Eventually, she finished. I hugged my mother and sisters goodbye. My father was nowhere to be seen. I tried not to let that bother me too much. I saw our housekeeper break into a crying fit when the carriage started to pull away. I waved until I could see the house no more. I imprinted all their faces in my mind: Hannah and Greta's forlorn ones, my sisters' subdued sad ones, my mother's first warm look in years, the servants;whose expressions were mixed between indifference and puffy-eyed stares. It was all the more saddening though; because I didn't have my father's face in my memory. Before this, he'd already been like a ghost to me. Now, he didn't exist at all.

I turned my head, and ignoring what was left of my last chance to see the city of London, cried my heart out into the seat of the carriage. The carriage ride eventually became bumpier, as the cobblestones and tar had been replaced with open dirt. Every once in awhile, I stumbled upon myself or was flung mercilessly to the sides of the old thing.

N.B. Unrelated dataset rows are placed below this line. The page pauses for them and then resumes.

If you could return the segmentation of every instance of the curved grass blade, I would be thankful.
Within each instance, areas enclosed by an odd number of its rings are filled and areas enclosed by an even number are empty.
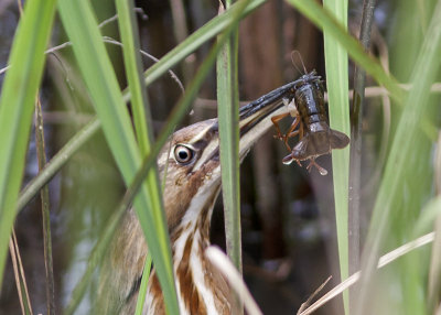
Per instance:
[[[325,0],[324,8],[333,13],[344,28],[347,28],[347,1]],[[323,29],[324,56],[326,66],[326,85],[330,108],[331,128],[351,134],[349,102],[347,97],[348,69],[347,52]],[[348,267],[348,176],[349,145],[343,150],[332,151],[332,170],[334,182],[335,219],[338,243],[341,280],[347,279]],[[348,295],[343,294],[345,314],[348,314]]]
[[[402,102],[406,95],[397,80],[388,75],[377,59],[366,54],[363,46],[353,36],[347,34],[344,26],[325,9],[320,7],[315,0],[288,0],[302,14],[308,17],[315,25],[326,30],[334,41],[337,41],[366,72],[372,75],[380,85],[386,87],[391,97]]]
[[[141,165],[141,154],[92,4],[88,1],[61,0],[60,13],[101,121],[107,143],[126,184],[129,184]],[[152,170],[152,175],[149,176],[155,178],[149,180],[149,185],[142,185],[135,198],[135,209],[154,260],[166,309],[170,314],[178,314],[170,239],[162,207],[157,207],[158,204],[162,205],[162,196],[158,172]]]
[[[226,247],[228,257],[241,272],[237,48],[236,30],[217,56],[216,74]]]
[[[55,0],[29,1],[19,22],[0,96],[0,286]]]
[[[411,75],[412,88],[406,99],[397,131],[391,144],[385,175],[380,183],[374,206],[373,218],[362,256],[362,285],[358,311],[366,306],[369,280],[375,272],[376,260],[390,227],[396,210],[397,192],[405,182],[407,159],[411,156],[412,144],[418,135],[421,120],[429,110],[429,90],[438,73],[441,59],[441,2],[438,2],[424,42],[419,52]],[[359,313],[362,314],[362,313]]]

The night soon came and we had to stop at a inn, somewhere near a remote town on the outskirts. The rest of the days followed in the same manner; we left before dawn and stopped at dusk. The countryside became much, more prevalent. After 5 days of non-stop driving, I started being able to smell the seaside whiff in the air. We reached the port the next day. The driver unloaded my luggage and I bought a ticket to France. I'd be boarding a steamer in the late afternoon. The driver stayed with me until then and saw me off. Obviously, none other than my dear mother who'd instructed him to do so.

I was fairly excited to be on a steamer and the trip was quicker than I'd thought it to be. Strangely, while I'd been on the steamer, I'd started to view this marriage as an escape;not a death sentence or loss of my youth. I was traveling alone until I reached France's shores. I became a slight bit more adventurous than I should have been and sneaked into the lower-class quarters one night; there was a party going on. I just wanted to see what it was like. Little did I know, someone I knew was there as well. Someone who had gold eyes.